In 1912, Karel Domin described two varieties in the Journal of the Linnean Society, Botany and the names are accepted by the Australian Plant Census:
- Petersonia umbrosa Endl. var. umbrosa had deep bluish-violet flowers from August to November;
- Petersonia umbrosa var. xanthina (Oldfield & F.Muell. ex F.Muell.) Domin, previously known as Patersonia xanthina, has bright yellow flowers from August to October.

==Distribution and habitat==
Variety umbrosa grows in scrub, woodland and forest in poorly-drained soil between the Deep River, the Stirling Range and the Fitzgerald River in the Esperance Plains, Jarrah Forest and Warren biogeographic regions.

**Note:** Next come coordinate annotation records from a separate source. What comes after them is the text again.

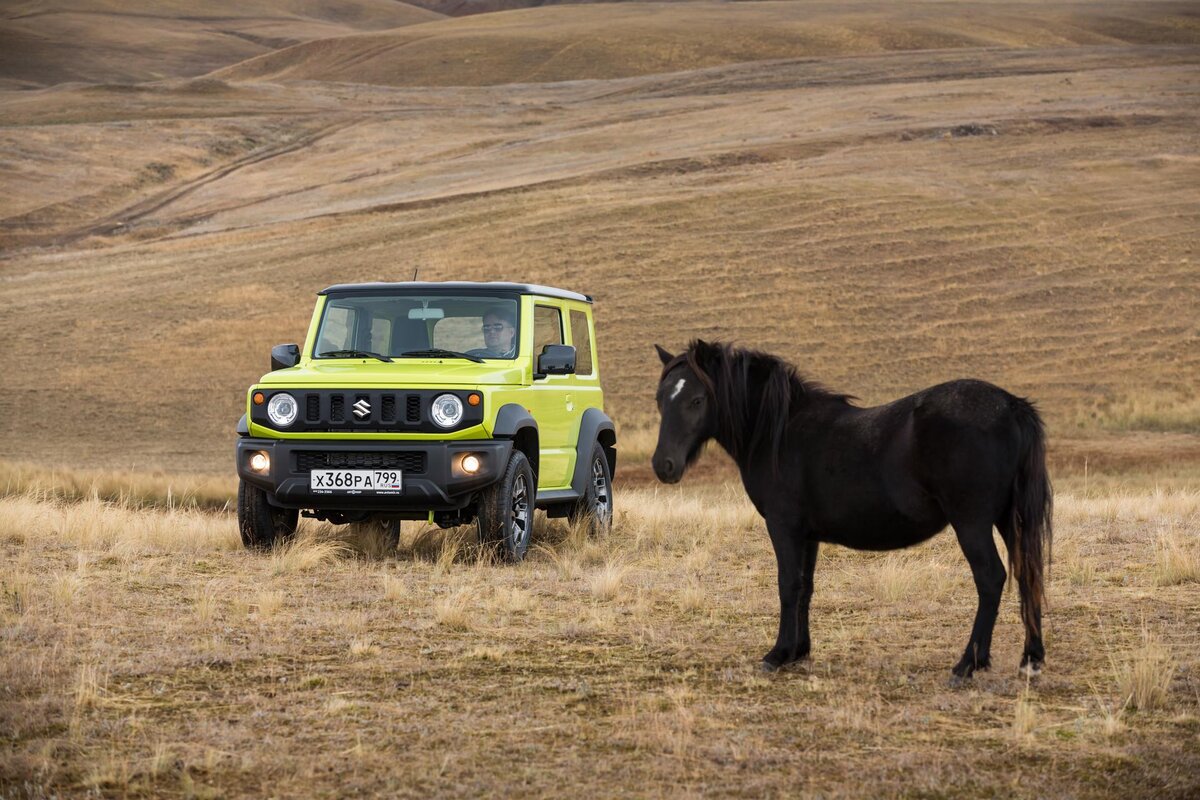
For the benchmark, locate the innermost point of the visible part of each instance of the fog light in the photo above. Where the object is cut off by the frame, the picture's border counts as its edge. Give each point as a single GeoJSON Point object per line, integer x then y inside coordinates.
{"type": "Point", "coordinates": [259, 462]}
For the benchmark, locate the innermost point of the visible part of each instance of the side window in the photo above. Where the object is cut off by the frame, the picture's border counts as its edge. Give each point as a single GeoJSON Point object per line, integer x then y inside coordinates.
{"type": "Point", "coordinates": [582, 338]}
{"type": "Point", "coordinates": [337, 330]}
{"type": "Point", "coordinates": [547, 328]}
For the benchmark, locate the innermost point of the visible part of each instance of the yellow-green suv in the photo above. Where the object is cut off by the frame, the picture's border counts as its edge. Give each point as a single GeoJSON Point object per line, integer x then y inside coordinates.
{"type": "Point", "coordinates": [447, 402]}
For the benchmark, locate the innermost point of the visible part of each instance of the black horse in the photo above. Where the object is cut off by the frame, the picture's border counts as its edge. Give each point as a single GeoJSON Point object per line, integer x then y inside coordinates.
{"type": "Point", "coordinates": [820, 469]}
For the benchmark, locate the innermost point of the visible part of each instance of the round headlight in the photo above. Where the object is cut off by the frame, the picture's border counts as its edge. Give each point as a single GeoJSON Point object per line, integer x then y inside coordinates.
{"type": "Point", "coordinates": [282, 409]}
{"type": "Point", "coordinates": [447, 410]}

Variety xanthina grows in forest from the southern Darling Range to the Deep River in the Jarrah Forest, Swan Coastal Plain and Warren biogeographic regions of south-western Western Australia.

==Conservation status==
Both varieties of P. umbrosa are classified as "not threatened" by the Western Australian Government Department of Biodiversity, Conservation and Attractions.